All that remained now was to find the key to the front door. She mentally crossed her fingers that Mrs Barnes had not removed it for safe-keeping, or Aunt Hes found a new and safer hidey-hole for it. But it was still there, where it had always been left, under the piece of broken paving stone to the right of the front door.
The door yielded under her hand with a slight protesting squeak, and she went in, closing it behind her and leaning against it while her breathing steadied, feeling oddly like a small animal which had reached its refuge just ahead of the hunters.
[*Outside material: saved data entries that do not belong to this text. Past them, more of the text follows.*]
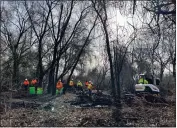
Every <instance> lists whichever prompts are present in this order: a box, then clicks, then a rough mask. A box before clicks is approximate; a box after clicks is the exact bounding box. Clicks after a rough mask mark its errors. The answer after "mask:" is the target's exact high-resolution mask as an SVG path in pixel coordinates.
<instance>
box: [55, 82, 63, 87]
mask: <svg viewBox="0 0 177 128" xmlns="http://www.w3.org/2000/svg"><path fill="white" fill-rule="evenodd" d="M56 88H57V89H61V88H63V83H62V82H61V81H58V82H57V86H56Z"/></svg>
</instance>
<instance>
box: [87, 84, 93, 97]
mask: <svg viewBox="0 0 177 128" xmlns="http://www.w3.org/2000/svg"><path fill="white" fill-rule="evenodd" d="M87 89H88V93H89V96H90V97H91V95H92V89H93V83H92V82H91V81H89V82H88V85H87Z"/></svg>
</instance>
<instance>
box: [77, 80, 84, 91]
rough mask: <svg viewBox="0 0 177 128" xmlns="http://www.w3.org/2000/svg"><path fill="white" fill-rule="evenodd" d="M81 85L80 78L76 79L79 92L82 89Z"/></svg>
mask: <svg viewBox="0 0 177 128" xmlns="http://www.w3.org/2000/svg"><path fill="white" fill-rule="evenodd" d="M82 86H83V85H82V82H81V81H80V80H78V82H77V88H78V90H79V91H81V92H82V91H83V89H82Z"/></svg>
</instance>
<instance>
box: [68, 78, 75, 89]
mask: <svg viewBox="0 0 177 128" xmlns="http://www.w3.org/2000/svg"><path fill="white" fill-rule="evenodd" d="M69 86H70V88H71V90H72V91H74V92H76V89H75V86H74V81H73V79H71V80H70V81H69Z"/></svg>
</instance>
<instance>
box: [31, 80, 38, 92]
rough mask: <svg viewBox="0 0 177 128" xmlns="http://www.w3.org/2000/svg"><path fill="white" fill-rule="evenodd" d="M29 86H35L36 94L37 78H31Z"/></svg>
mask: <svg viewBox="0 0 177 128" xmlns="http://www.w3.org/2000/svg"><path fill="white" fill-rule="evenodd" d="M31 86H32V87H35V94H37V79H32V81H31Z"/></svg>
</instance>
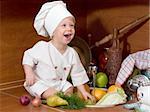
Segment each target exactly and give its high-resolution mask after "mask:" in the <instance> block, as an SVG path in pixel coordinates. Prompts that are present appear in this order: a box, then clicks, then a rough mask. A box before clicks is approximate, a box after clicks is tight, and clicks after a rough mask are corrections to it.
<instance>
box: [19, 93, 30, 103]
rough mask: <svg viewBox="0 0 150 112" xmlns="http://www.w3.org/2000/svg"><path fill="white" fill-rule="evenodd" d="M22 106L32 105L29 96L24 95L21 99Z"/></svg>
mask: <svg viewBox="0 0 150 112" xmlns="http://www.w3.org/2000/svg"><path fill="white" fill-rule="evenodd" d="M19 101H20V103H21V104H22V105H28V104H29V103H30V98H29V97H28V96H27V95H23V96H21V97H20V99H19Z"/></svg>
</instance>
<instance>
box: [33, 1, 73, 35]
mask: <svg viewBox="0 0 150 112" xmlns="http://www.w3.org/2000/svg"><path fill="white" fill-rule="evenodd" d="M70 16H71V17H73V15H72V14H71V13H70V12H69V11H68V10H67V8H66V4H65V3H64V2H63V1H53V2H47V3H45V4H43V6H42V7H41V9H40V11H39V12H38V14H37V15H36V17H35V20H34V28H35V30H36V31H37V33H38V34H39V35H41V36H44V37H48V36H50V37H52V35H53V32H54V30H55V29H56V27H57V26H58V24H59V23H60V22H61V21H62V20H63V19H64V18H66V17H70Z"/></svg>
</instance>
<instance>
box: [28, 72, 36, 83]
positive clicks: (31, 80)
mask: <svg viewBox="0 0 150 112" xmlns="http://www.w3.org/2000/svg"><path fill="white" fill-rule="evenodd" d="M35 81H36V79H35V75H34V74H30V75H26V86H32V85H33V84H34V83H35Z"/></svg>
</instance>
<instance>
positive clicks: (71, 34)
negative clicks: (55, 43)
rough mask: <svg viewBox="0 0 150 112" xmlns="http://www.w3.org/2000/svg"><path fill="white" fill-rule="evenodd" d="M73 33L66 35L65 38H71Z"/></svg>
mask: <svg viewBox="0 0 150 112" xmlns="http://www.w3.org/2000/svg"><path fill="white" fill-rule="evenodd" d="M71 35H72V34H71V33H70V34H64V36H65V37H66V38H69V37H71Z"/></svg>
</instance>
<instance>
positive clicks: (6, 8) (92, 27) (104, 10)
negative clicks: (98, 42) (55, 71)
mask: <svg viewBox="0 0 150 112" xmlns="http://www.w3.org/2000/svg"><path fill="white" fill-rule="evenodd" d="M46 1H47V0H30V1H24V0H13V1H12V0H1V1H0V3H1V14H0V17H1V18H0V19H1V22H0V84H1V83H4V82H10V81H15V80H21V79H23V78H24V73H23V69H22V66H21V60H22V55H23V52H24V50H25V49H27V48H29V47H31V46H32V45H33V44H34V43H35V42H37V41H38V40H40V39H44V38H42V37H40V36H37V35H36V33H35V31H34V29H33V27H32V22H33V19H34V16H35V15H36V13H37V11H38V10H39V8H40V6H41V5H42V4H43V3H44V2H46ZM65 1H66V2H67V4H68V9H69V10H70V11H71V12H72V13H73V15H74V16H75V17H76V21H77V24H76V25H77V26H76V35H78V36H80V37H81V38H83V39H84V40H86V41H87V42H88V44H89V45H92V44H94V43H95V42H96V41H98V40H100V39H102V38H103V37H104V36H106V35H107V34H109V33H112V31H113V28H114V27H117V28H120V27H122V26H124V25H126V24H128V23H129V22H131V21H133V20H135V19H136V18H138V17H141V16H143V15H145V14H147V13H148V12H149V11H148V10H149V4H148V1H147V0H142V1H141V0H121V1H116V0H92V1H91V0H65ZM148 26H149V21H147V22H146V23H144V24H143V25H142V26H140V27H138V28H137V29H136V30H135V31H134V32H132V33H130V34H129V35H128V36H127V37H126V38H127V42H129V44H130V45H131V52H135V51H138V50H143V49H146V48H149V43H150V42H149V41H150V40H149V28H148ZM88 34H91V37H88ZM44 40H47V39H44ZM107 45H109V43H108V44H107ZM107 45H104V46H100V47H98V48H94V50H92V52H93V53H94V54H95V55H96V57H94V58H96V59H97V58H98V55H99V53H101V49H103V48H104V47H105V46H107Z"/></svg>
She closed her eyes and let the silence surround her, and gradually the small sounds of the cottage and its environs began to impinge on her consciousness—the rustling and stirrings of the ancient fabric of the building itself, the whine of the rising wind in the eaves, the harsh calling of rooks from the fields behind, the distant bleat of a sheep, and nearer at hand the slow reassuring beat of the bracket clock which occupied pride of place on the overmantel of the room Aunt Hes always insisted on calling the parlour. The air smelt faintly musty, but it was only the inevitable odour of a house which had been shut up and untenanted. There was no tell-tale smell of damp or dry rot. Mrs Barnes did her job well, she thought. The place was regularly aired and warmed.
Briony opened her eyes and glanced round. There was a small flurry of envelopes just inside the door and she bent and picked them up. Mostly circulars by the look of things, she thought, tossing them negligently on to the hallstand. She left her case at the foot of the narrow stairs and walked into the living room.